We have $f'(x)=3x^2+2x+a+4\cos(x)$, so $a$ is just an added constant.

If we find the minumum value of $g(x)=3x^2+2x+4\cos(x)$, we have found the maximal possible $-a$.

So we have $g'(x)=6x+2-4\sin(x), g''(x)=6-4\cos(x)>0$. $g(x)$ is dominated by the quadratic term $3x^2$ for large $|x|$ and $g''$ is always positive, so solving $g'(x)=0$ will find the $x$-value where $g(x)$ becomes minimal.

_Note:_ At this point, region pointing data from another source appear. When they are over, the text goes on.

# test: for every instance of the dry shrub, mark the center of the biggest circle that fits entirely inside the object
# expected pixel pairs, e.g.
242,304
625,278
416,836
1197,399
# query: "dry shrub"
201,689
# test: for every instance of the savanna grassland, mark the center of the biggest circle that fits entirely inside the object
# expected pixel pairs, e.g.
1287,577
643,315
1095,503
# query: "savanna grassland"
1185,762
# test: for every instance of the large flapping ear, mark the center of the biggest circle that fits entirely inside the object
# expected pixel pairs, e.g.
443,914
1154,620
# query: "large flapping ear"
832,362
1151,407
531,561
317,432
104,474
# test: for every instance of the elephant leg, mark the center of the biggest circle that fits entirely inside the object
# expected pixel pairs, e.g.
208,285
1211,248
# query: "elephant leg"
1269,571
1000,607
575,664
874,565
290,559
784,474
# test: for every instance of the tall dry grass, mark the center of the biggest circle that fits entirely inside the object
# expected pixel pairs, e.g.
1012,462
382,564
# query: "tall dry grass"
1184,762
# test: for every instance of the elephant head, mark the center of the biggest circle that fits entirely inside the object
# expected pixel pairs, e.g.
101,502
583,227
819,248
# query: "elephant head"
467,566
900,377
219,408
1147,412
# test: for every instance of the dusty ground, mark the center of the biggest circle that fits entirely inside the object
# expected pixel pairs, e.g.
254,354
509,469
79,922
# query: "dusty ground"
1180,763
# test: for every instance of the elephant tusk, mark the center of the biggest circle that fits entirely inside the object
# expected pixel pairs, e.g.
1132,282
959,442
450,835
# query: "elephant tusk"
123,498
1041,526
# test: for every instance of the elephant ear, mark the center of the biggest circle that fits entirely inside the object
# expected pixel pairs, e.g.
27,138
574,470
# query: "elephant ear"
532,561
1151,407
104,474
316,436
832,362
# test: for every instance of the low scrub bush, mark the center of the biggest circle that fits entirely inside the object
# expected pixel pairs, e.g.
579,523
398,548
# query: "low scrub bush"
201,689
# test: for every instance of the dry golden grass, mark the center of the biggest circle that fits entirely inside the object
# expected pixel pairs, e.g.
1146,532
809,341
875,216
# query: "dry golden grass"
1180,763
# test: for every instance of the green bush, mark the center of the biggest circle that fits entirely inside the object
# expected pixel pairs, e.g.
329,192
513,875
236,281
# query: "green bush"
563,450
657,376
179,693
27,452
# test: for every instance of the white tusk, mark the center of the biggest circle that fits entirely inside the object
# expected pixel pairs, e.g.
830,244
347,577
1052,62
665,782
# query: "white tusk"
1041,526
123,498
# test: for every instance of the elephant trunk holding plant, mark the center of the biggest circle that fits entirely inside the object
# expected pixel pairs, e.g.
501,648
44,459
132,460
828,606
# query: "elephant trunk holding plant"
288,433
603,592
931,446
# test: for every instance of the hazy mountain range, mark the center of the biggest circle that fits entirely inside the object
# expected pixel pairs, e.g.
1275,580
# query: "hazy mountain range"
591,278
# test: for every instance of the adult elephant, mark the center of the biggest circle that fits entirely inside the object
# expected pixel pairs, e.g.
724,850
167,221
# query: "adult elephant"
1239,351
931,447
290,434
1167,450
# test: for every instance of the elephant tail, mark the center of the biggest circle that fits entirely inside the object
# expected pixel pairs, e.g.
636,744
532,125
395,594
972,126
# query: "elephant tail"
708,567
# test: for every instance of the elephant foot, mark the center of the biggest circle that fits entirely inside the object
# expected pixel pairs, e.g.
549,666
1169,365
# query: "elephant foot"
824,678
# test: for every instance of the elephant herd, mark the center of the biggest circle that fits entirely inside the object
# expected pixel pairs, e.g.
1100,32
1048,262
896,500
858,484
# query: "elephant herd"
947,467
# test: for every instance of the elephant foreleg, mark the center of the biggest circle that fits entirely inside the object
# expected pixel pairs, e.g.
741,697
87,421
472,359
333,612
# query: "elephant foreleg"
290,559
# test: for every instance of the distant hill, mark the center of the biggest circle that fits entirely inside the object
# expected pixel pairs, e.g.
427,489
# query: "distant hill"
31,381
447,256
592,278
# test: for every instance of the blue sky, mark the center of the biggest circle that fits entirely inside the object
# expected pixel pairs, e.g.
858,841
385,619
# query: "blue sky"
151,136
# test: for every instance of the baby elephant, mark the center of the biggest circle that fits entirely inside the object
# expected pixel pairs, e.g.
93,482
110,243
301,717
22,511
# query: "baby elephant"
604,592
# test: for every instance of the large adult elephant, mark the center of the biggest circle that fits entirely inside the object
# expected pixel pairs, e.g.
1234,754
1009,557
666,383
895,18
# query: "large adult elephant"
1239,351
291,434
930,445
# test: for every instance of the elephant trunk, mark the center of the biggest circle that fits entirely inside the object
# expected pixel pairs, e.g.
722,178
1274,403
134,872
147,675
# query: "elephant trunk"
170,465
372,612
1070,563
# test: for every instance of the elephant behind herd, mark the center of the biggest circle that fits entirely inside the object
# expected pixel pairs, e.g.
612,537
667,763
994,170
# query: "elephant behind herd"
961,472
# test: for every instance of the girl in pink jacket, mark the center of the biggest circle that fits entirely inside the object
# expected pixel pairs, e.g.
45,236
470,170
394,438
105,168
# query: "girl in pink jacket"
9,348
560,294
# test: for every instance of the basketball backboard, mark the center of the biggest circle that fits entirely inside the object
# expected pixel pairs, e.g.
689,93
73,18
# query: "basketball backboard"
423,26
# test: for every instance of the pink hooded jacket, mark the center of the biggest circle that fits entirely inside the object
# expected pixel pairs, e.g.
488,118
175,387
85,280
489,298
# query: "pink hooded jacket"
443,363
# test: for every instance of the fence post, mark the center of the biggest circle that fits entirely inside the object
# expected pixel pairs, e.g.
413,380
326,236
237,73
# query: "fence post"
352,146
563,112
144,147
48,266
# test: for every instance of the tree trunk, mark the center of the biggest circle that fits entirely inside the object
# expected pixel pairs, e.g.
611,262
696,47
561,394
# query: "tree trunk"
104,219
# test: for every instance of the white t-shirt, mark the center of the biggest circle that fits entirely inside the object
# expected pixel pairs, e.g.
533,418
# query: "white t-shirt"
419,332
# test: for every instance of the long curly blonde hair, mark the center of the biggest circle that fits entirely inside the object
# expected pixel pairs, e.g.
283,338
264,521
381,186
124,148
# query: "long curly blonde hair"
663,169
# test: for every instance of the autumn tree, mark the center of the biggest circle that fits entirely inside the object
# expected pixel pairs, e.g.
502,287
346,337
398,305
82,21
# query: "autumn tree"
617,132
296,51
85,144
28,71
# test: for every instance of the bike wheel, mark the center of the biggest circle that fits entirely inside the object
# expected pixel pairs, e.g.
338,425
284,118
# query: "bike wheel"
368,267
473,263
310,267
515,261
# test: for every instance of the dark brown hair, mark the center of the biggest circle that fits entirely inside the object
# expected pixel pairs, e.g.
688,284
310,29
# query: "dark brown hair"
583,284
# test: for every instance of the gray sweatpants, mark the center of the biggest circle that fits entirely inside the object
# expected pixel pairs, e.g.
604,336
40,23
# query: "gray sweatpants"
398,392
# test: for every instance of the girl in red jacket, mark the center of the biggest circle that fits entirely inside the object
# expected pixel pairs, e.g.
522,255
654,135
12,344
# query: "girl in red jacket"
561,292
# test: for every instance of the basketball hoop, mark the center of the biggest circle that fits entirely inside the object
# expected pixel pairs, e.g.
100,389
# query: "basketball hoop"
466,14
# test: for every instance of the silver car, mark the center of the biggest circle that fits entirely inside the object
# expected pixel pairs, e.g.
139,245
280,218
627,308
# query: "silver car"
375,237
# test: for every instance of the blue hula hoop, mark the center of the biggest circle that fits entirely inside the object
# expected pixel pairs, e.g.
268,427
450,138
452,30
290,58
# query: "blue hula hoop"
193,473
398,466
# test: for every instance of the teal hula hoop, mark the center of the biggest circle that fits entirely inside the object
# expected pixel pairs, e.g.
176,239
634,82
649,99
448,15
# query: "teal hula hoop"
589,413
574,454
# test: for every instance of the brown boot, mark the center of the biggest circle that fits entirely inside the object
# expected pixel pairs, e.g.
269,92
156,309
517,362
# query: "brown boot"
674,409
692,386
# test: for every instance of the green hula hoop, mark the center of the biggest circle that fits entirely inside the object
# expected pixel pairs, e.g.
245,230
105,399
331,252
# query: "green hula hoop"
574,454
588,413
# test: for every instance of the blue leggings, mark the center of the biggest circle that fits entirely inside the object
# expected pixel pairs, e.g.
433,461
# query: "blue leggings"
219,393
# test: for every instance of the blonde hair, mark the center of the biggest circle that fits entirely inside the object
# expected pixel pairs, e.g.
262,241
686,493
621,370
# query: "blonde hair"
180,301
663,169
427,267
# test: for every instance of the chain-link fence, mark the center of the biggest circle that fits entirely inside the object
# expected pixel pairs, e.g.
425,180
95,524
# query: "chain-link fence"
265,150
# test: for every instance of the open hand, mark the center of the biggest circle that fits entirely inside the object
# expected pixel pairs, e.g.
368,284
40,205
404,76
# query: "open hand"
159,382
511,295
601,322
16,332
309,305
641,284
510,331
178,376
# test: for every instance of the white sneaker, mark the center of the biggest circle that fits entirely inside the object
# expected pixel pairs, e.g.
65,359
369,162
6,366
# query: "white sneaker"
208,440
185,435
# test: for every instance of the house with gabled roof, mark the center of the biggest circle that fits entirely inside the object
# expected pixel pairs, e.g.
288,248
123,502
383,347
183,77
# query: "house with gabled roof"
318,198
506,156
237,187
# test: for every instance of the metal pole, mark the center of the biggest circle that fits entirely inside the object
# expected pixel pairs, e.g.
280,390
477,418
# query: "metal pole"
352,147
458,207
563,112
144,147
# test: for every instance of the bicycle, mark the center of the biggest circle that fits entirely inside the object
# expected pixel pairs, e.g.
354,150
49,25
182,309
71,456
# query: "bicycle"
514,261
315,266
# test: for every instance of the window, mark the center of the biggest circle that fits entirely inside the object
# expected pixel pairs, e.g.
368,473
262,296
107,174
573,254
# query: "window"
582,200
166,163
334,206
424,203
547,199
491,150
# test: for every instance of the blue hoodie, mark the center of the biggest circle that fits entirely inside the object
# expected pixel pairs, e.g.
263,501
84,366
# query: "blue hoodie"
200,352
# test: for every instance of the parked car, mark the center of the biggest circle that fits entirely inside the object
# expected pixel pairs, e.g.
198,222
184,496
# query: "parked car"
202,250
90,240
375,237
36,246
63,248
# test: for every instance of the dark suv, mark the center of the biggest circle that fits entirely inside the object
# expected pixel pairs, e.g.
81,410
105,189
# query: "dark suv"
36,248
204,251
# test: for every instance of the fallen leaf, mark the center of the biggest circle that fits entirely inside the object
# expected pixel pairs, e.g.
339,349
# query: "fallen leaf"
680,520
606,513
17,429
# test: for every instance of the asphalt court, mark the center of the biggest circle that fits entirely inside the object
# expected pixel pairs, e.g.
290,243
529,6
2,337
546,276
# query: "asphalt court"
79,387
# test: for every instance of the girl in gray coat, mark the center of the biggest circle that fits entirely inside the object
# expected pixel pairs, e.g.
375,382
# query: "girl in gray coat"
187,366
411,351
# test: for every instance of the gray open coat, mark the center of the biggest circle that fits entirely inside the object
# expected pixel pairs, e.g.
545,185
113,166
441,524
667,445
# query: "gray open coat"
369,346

As can be seen here, there is exactly one solution:

I don't think there is a way to find the solution explicitely, a common fix-point iteration would be

$$x_0=-0.8, x_{n+1}=\frac{2\sin(x_n)-1}3$$

and this leads to the solution $x_s \approx -0.82140...$ and $g(x_s)\approx 3.106...$

This means that the interval for $a$ where $f'(x)$ is always non-negative is

$$a \ge -g(x_s) \approx -3.106...,$$

where $x_s$ is the only real solution to $6x+2=4\sin(x)$, $x_s \approx -0.82140...$.

Answer 2

Note that the minimum value of the cosine term is $-1.$ Thus, if the function $f'$ is to be positive for all real $x,$ then we must consider the least value the function can take, and choose $a$ so that this value is positive. Hence the setting of $\cos x=-1.$

Answer 3

Note that $f'(x)=3x^2+2x+a+4\cos x$ consists of two functions, $g(x)=3x^2+2x+a$ and $h(x)=4\cos x$ $$g'(x)= 6x+2$$ equating that to $0$, we get: $$x=\dfrac{-1}{3}$$ which means the minimum value of $g(x)$ will be at $x=\dfrac{-1}{3}$ $$g_{min}(x)=g(\dfrac{-1}{3})=\dfrac{3a-1}{3}$$ The minimum value of $h(x)$(for any value of $x$, not necessarily $\dfrac{-1}{3}$) is $-4$

$\therefore$ if $\dfrac{3a-1}{3}-4\geq 0$, then for all values of $x$, $f'(x)\geq 0$ $$\dfrac{3a-1}{3}-4\geq 0$$ $$a\geq \dfrac{13}{3}$$